Closing thought, one of my favorite movies is the 1955 classic We’re no Angels. Starring Humphrey Bogart, Aldo Ray and Peter Ustinov as three escaped Devil’s island convicts who come to a house and shop to rob it to aid their escape but find themselves instead coming to the aid of the honest husband his devoted wife and their Daughter accidentally causing the end of their tormentors leaving the parents rich and the daughter with a fine young doctor as a suitor and in the end rather than board the boat and escape decide to turn themselves in. The final scene show them walking away back to the camera with halos appearing over their heads.
It’s how God sometimes works, slowly and subtly until in the end they do the right thing.
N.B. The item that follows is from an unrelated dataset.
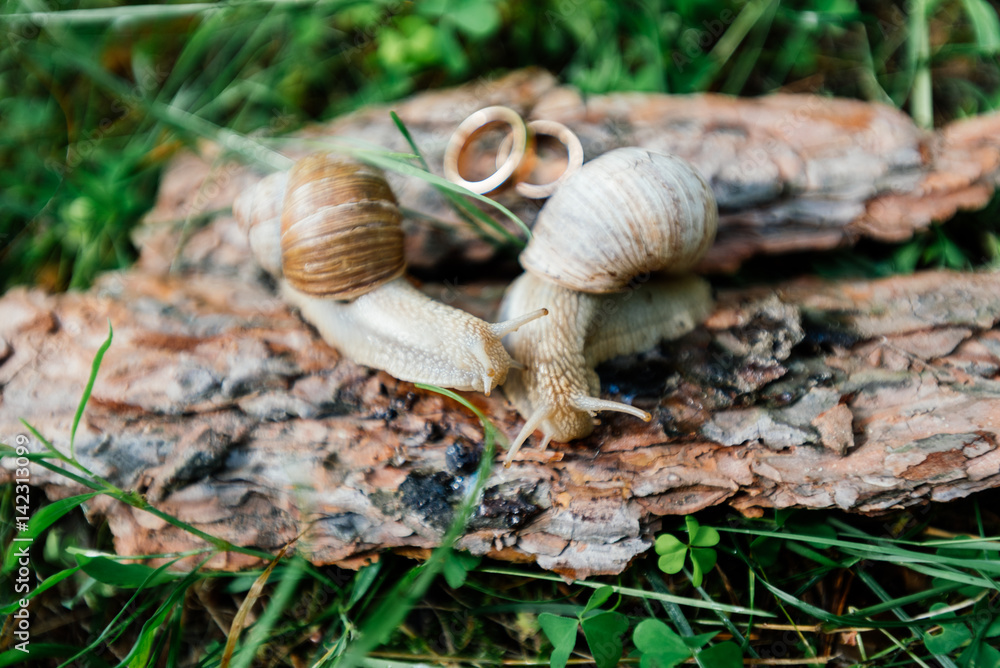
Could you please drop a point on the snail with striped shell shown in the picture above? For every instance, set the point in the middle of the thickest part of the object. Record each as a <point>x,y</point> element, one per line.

People who want to find God, who are seeking mercy will find it, it might take a lifetime but they’ll get there. Those who are looking to justify themselves for their own power, their own glory or to bring down the church will fail in all those counts because that’s how the Holy Spirit works and as Christ said when it comes to his church the gates of Hell will not prevail against it.
I’m a big fan in the truths of the church, we should have faith in this one.